Few insects migrate. Many are year round residents that need untended (or at least lightly tended) spaces containing their host plants. They feed, reproduce, and they or their offspring over winter in the same space. Our native insects, unlike the much hated alien Japanese beetle and the emerald ash borer, have controls. Birds eat them. Frogs, toads, other insects, arachnids, small mammals, and more do as well. The whole pyramid starts there.
As I have noted many times, baby song birds are fed almost entirely soft bodied insects like caterpillars. No caterpillars, no baby birds and no birdsong to greet you on a sunny morning —which I am listening to now.
The best time to start native plant gardening? Twenty years ago. The next best time? Now. Start a native plant garden this summer! Learn about the insects, birds, etc. you are inviting in with those plants. Choose plants to encourage the species you like best, if you wish. And rethink lawns as blank canvas for a new garden! Rethink what successful gardening looks like. Rethink insects. Bugs aren’t icky. They are needed and necessary neighbors.
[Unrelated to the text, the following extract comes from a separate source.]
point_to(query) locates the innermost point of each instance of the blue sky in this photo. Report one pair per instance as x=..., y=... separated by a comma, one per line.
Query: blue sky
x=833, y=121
Experienced flooding this week? Add more trees and shrubs. They too are key insect host plants and they provide a lot of storm water control. Put in rain gardens to help slow rain water and let it infiltrate into the ground. Pollinators like rain gardens too. Sure, climate change caused extreme weather events are going to be difficult to handle. But if EVERYONE was adding more trees, shrubs, and managing the water that falls onto their properties, those impacts would be diminished.
So start today planning your next and probably most important garden!